Often, when people don’t really want to face something, they become pretentious. The whole business of Othello as an Arab was popularised by Samuel Coleridge and Charles Lamb. They did not want to face the full implications of Othello’s blackness. They did not want him in their dreams. They also did not want to confront the powerful sexual element in the play. If you take away Othello’s colour then you don’t really have the magnitude of the tragedy. A ‘tawny Othello’ is much more comfortable to take. If it did not begin as a play about race, then its history has made it one.
The emotional explosiveness of Othello depends utterly on seeing it on stage. Othello’s colour is not real on the page. It can be avoided. Coleridge confessed to the ‘beautiful compromise’ he made in reading the play. But when he saw it on stage he was revolted by the ‘wedded caresses’ of Othello and Desdemona. Reducing the colour diminishes the force of the sex. Together they can be quite unbearable.

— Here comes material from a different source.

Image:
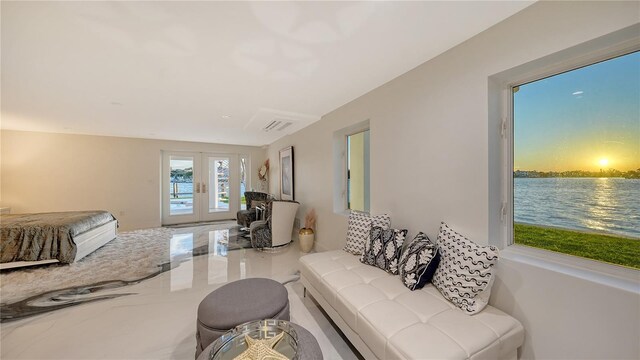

Shakespeare chose his tragic figure well, and then stacked the cards against him. Othello is the only black man in the universe of the play. He is isolated by colour. He cannot hide. And his position of great authority in society makes his isolation deeper. It is a terrifying position to be in. Honourable, trusting, and surrounded by people who might see him as their worst nightmare. The loneliness of colour made worse by the solitude of power. Trapped in a code of honour, to whom could he turn? Who cou
ld he trust? It was safer for him to trust those who seemed trustworthy. To begin to doubt would bring on insanity, for he would have to doubt everyone. And then his mortal terror would begin. He would find himself in the labyrinths of that nightmare of history from which there is no escape. That is perhaps why towards the end of the play his dementia thunders as if in the monstrous echo chamber of his own skin.
2
Every age presents Othello in relation to how they perceive the other. What else can explain the residual hostility of critics towards black actors playing the role? It took thirty-two years for English critics to accept Ira Aldridge in the nineteenth century. His Othello was successful everywhere else. When the celebrated Paul Robeson played the part in 1943 critics said it was like seeing the play for the first time and that Iago became ‘a credible villain’ when a black man acted Othello. And yet, Othello, fifty years later, continues to be white underneath.
Our perception of the other gives the measure of our humanity, our courage, and our imagination. Iago represents those who cannot accept the other. He cannot accept himself. He makes colour the victim of his failings. The imagery of black as unnatural comes from Iago. He smears it through the play. It is an extraordinary idea: Shakespeare presents this character who is black, and therefore visually alien, and then shows that he is not so alien after all, and paints his humanity right down to his jealous soul. On the other hand we have Iago, who is white, familiar, but who is actually the real alien to humanity and love. It’s almost as if Shakespeare was saying: ‘It is not those who look different who are the real strangers. For the dangerous ones to succeed in their evil they will be of your familiar colour, and speak with your voice. Don’t look for them in startling differences. Look for them within, where they are harder to find.’ Iago is a schemer who functions, unrecognised, in the pack, in the crowds.